This application is a high-performance benchmarking tool designed for EELS Microscopy data acquisition and processing pipelines. It makes use of the NVIDIA Holoscan SDK to implement a modular, GPU-accelerated pipeline that receives high-speed UDP network packets, aggregates them into frames, processes them using PyTorch, and writes the results to disk.
graph LR
subgraph Network Pipeline
A[Network Source] -->|"UDP Packets"| B(StemReceiverOp)
end
subgraph File Pipeline
C[HDF5 Source] -->|"Raw Data"| D(HDF5ReplayerOp)
end
B -->|"holoscan::TensorMap (GPU)"| E(PyTorchProcessorOp)
D -->|"holoscan::TensorMap (GPU)"| E
E -->|"holoscan::TensorMap (GPU)"| F(HDF5WriterOp)
F -->|"HDF5 File"| G[Disk]
* Interfaces with the Holoscan Advanced Network operator (using DPDK).
* Aggregates incoming UDP packets into full 2D frames.
* Uses a custom CUDA kernel (`gather_packets`) to handle packet reordering and memory alignment, ensuring robust handling of arbitrary packet sizes.

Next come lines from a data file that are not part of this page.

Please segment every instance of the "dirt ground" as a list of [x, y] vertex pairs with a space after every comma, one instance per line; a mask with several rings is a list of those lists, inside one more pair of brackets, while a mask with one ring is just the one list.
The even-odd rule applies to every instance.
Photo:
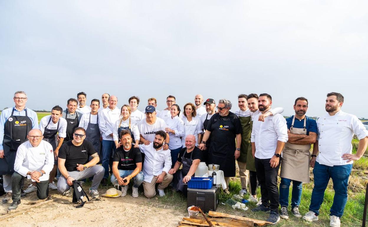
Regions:
[[[28, 184], [27, 184], [27, 183]], [[27, 181], [25, 185], [28, 186]], [[84, 188], [87, 192], [86, 188]], [[106, 189], [99, 189], [100, 196]], [[56, 201], [25, 211], [21, 214], [0, 221], [0, 226], [175, 226], [184, 216], [186, 210], [176, 209], [175, 205], [165, 205], [157, 198], [148, 199], [140, 194], [131, 196], [131, 191], [124, 197], [107, 198], [101, 197], [100, 201], [86, 203], [81, 208], [76, 208], [71, 202], [72, 196], [67, 197], [56, 190], [50, 190], [49, 194]], [[17, 209], [26, 207], [24, 203], [37, 199], [36, 192], [27, 194], [21, 200]], [[3, 196], [1, 196], [3, 197]], [[11, 201], [0, 203], [0, 213], [6, 213]], [[0, 215], [0, 219], [3, 217]]]

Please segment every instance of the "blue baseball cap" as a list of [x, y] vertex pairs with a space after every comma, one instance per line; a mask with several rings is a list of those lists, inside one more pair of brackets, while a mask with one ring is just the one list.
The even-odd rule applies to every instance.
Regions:
[[153, 106], [147, 106], [146, 107], [146, 111], [145, 113], [153, 113], [156, 111], [156, 109]]

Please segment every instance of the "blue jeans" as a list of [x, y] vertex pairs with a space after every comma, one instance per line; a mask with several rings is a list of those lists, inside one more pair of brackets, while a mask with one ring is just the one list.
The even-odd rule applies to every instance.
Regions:
[[[119, 170], [119, 175], [120, 175], [121, 177], [123, 177], [124, 178], [125, 177], [128, 176], [129, 174], [131, 174], [133, 173], [134, 170]], [[133, 178], [133, 180], [134, 180], [134, 183], [133, 185], [133, 187], [134, 188], [138, 188], [139, 187], [139, 185], [143, 182], [143, 180], [144, 180], [144, 175], [143, 174], [143, 173], [142, 172], [139, 172], [138, 173], [138, 174], [135, 175], [134, 177]], [[114, 174], [111, 175], [111, 179], [110, 179], [111, 182], [113, 183], [113, 184], [117, 184], [117, 180], [116, 178], [115, 177]]]
[[291, 209], [300, 204], [301, 197], [302, 182], [300, 181], [281, 178], [280, 183], [280, 205], [282, 206], [289, 205], [289, 188], [290, 183], [293, 181], [293, 190], [291, 191]]
[[[105, 169], [105, 174], [103, 175], [104, 178], [106, 179], [109, 177], [110, 160], [116, 148], [114, 141], [102, 140], [102, 166]], [[111, 169], [112, 169], [112, 168]]]
[[170, 150], [171, 153], [171, 168], [174, 168], [174, 165], [175, 164], [175, 163], [178, 160], [178, 156], [179, 156], [179, 152], [181, 149], [181, 147], [176, 149]]
[[319, 214], [319, 210], [323, 202], [325, 191], [330, 178], [332, 179], [335, 195], [330, 209], [330, 215], [341, 217], [347, 200], [347, 182], [353, 164], [329, 166], [316, 162], [313, 169], [314, 187], [312, 192], [309, 210]]

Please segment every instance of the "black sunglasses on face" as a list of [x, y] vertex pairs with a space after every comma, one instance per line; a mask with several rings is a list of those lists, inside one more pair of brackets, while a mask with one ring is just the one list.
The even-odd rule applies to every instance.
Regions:
[[76, 137], [78, 137], [78, 136], [79, 136], [81, 138], [83, 138], [83, 136], [85, 136], [86, 135], [83, 135], [82, 134], [78, 134], [77, 133], [74, 133], [74, 135]]

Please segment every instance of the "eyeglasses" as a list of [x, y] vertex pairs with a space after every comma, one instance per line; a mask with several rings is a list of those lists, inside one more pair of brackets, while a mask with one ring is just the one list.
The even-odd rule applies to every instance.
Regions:
[[224, 109], [226, 108], [226, 107], [223, 107], [222, 108], [221, 108], [220, 107], [219, 107], [218, 106], [216, 106], [216, 108], [217, 108], [218, 109], [220, 110], [222, 110], [223, 109]]
[[85, 136], [86, 135], [83, 135], [82, 134], [78, 134], [77, 133], [74, 133], [74, 135], [76, 137], [78, 137], [78, 136], [79, 136], [81, 138], [83, 138], [83, 136]]
[[35, 138], [36, 138], [37, 139], [39, 139], [40, 138], [42, 137], [42, 136], [39, 135], [29, 135], [28, 136], [29, 136], [29, 138], [30, 138], [31, 139], [33, 139]]

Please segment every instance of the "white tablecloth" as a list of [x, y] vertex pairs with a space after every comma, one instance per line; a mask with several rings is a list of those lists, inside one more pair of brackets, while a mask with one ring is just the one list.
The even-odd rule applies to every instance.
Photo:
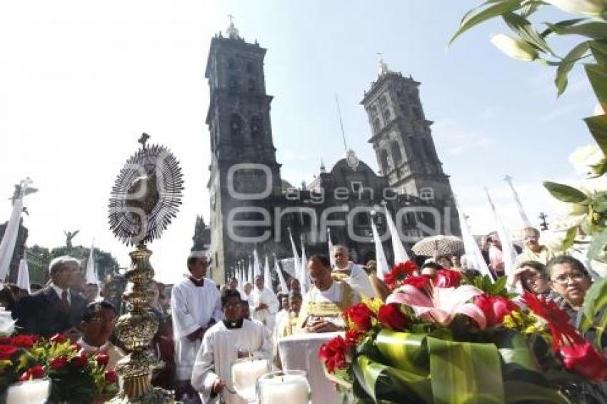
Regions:
[[338, 394], [325, 376], [318, 358], [321, 345], [340, 333], [296, 334], [279, 340], [279, 353], [283, 369], [305, 370], [312, 390], [312, 404], [335, 404]]

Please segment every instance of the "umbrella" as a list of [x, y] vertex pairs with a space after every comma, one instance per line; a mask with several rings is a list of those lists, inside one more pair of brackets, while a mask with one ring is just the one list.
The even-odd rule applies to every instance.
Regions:
[[454, 254], [463, 250], [463, 241], [455, 236], [433, 236], [422, 238], [412, 248], [418, 256], [433, 256], [438, 254]]

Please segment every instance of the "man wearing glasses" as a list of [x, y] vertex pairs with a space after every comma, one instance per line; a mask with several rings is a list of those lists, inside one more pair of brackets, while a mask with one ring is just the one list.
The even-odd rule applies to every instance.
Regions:
[[[64, 333], [71, 337], [84, 315], [86, 303], [78, 293], [70, 291], [74, 274], [80, 261], [68, 256], [51, 261], [51, 283], [33, 295], [24, 297], [13, 310], [20, 330], [43, 337]], [[74, 337], [75, 340], [77, 336]]]

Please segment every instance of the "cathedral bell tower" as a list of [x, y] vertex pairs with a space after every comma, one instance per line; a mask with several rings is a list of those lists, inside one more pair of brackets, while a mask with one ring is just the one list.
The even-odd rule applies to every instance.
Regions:
[[[254, 244], [239, 241], [238, 236], [254, 237], [260, 232], [254, 226], [236, 229], [231, 219], [261, 220], [261, 209], [271, 205], [281, 188], [270, 124], [272, 96], [266, 94], [265, 55], [256, 41], [249, 44], [240, 36], [231, 21], [227, 36], [216, 35], [209, 51], [205, 77], [210, 91], [210, 276], [220, 281], [239, 254], [252, 251]], [[235, 208], [240, 213], [234, 215]]]
[[419, 99], [420, 83], [379, 62], [377, 80], [361, 102], [368, 116], [382, 174], [400, 193], [422, 199], [451, 198], [448, 176], [438, 160]]

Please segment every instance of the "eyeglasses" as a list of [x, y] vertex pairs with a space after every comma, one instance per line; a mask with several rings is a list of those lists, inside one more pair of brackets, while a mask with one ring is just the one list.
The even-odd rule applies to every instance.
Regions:
[[570, 280], [574, 282], [580, 281], [583, 281], [586, 277], [586, 274], [581, 272], [571, 272], [569, 273], [559, 275], [553, 279], [552, 281], [558, 285], [566, 285]]

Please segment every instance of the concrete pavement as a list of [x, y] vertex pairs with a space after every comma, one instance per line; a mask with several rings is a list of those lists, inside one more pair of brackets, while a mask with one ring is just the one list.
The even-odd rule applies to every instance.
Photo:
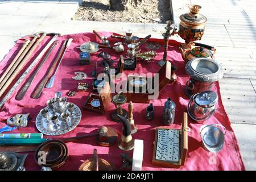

* Emits a `holoscan::TensorMap` containing the raw frame data on the GPU.
* Acts as a file-based source for testing and benchmarking without live network hardware.
* Reads pre-recorded frames from an HDF5 file.
* Uploads frame data to GPU memory.
* Emits a `holoscan::TensorMap` identical to the receiver's output.
* Receives the GPU tensor from the receiver.
* Wraps the memory in a `torch::Tensor`.
* Performs processing in PyTorch.
* Emits the processed result as a new tensor.
* Receives the processed tensor.
* Transfers data from GPU to Host memory.
* Writes the frame to an HDF5 file for offline analysis and verification.
This project is built on the NVIDIA holoscan SDK and holohub.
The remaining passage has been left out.